Metabolic Impact of Sacubitril/Valsartan in Diabetic Hemodialysis Patients: Improved Glycoalbumin Without Altering Antidiabetic Therapy

Sacubitril/valsartan (angiotensin receptor–neprilysin inhibitor; ARNI) is widely recognized for its cardioprotective and antihypertensive properties. Beyond these effects, neprilysin inhibition may preserve incretin-related peptides, such as GLP-1, thereby enhancing insulin sensitivity. However, its metabolic effects in maintenance hemodialysis (HD) patients have not been systematically investigated. In this population, glycoalbumin (GA) serves as a more accurate glycemic marker than HbA1c due to altered erythrocyte lifespan.

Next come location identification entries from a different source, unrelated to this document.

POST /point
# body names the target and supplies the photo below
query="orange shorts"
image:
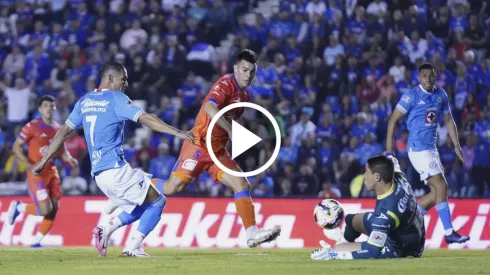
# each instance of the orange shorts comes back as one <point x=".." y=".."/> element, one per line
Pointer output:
<point x="46" y="186"/>
<point x="194" y="159"/>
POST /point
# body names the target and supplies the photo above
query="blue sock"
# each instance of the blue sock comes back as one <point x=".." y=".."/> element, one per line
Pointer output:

We retrospectively analyzed 9 maintenance HD patients with type 2 diabetes mellitus who received sacubitril/valsartan for ≥9 months without any changes in their antidiabetic medications. GA levels, pre-dialysis blood pressure, and dry weight were evaluated from 2 months before to 6 months after ARNI initiation. Statistical comparisons were performed using the Friedman and Nemenyi tests, and effect sizes were expressed as Kendall’s W.

GA levels showed a significant time-dependent decrease (χ² = 24.16, p = 0.0022; Kendall’s W = 0.33), with consistent downward trends on post hoc analysis. No hypoglycemic episodes or cardiovascular adverse events were observed. Pre-dialysis blood pressure demonstrated mild improvement, while dry weight remained stable throughout the observation period.

This study provides the first evidence that sacubitril/valsartan improves glycemic control, as reflected by GA, in diabetic HD patients without modification of antidiabetic therapy. These findings suggest a potential metabolic benefit of ARNI therapy beyond its established cardiovascular effects, warranting further investigation in larger prospective studies.